Future work will include evaluating the beliefs of other health care professions and bringing the diverse voices and wisdom of the recovery community to these groups. The University of Minnesota College of Pharmacy continues to partner with local public health departments across northeastern Minnesota in an everwidening geographical area as these partners assess and evaluate ways to engage additional health care professions and various community voices within the region. Using the expertise of the University of Minnesota College of Pharmacy and the lessons learned through this study, local public health officials can streamline their assessment and evaluation processes when focusing on other health care populations. The innovative approach described in this publication can be replicated not only for a variety of health care professions but also in regions across the nation.

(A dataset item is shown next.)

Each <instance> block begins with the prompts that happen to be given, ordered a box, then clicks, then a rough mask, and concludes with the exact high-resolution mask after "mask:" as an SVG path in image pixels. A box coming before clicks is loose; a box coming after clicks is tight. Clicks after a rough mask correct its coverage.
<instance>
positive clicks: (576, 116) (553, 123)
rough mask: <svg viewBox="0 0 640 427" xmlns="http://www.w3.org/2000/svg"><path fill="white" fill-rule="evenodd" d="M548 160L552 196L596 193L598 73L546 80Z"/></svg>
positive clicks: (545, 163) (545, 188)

Community engagement is a valuable tool for transformational change that is desperately needed to reduce substance use and to create systems that support recovery across the United States. In partnership with community, our colleges and universities remain “one of the greatest hopes for intellectual and civic progress” and are still called—just as they were many years ago—to become a “more vigorous partner in the search for answers to our most pressing social, civic, economic and moral problems” (Boyer, 1996, p. 18). The opioid crisis is a critical public health emergency with social, civic, economic, and moral components that requires university partners to embrace new roles and responsibilities for the good of all.

Limitations

One limitation of this study is that the providers who attended the CME sessions were likely more interested than a representative sample of providers would be in investing time to find solutions to the opioid crisis. Pharmacists made up a large percentage of the attendees, which may bias the overall study response. Attendees were also not required to complete the survey, so it is possible that only the most engaged attendees filled out the survey; such a situation could lead to even more positively biased results.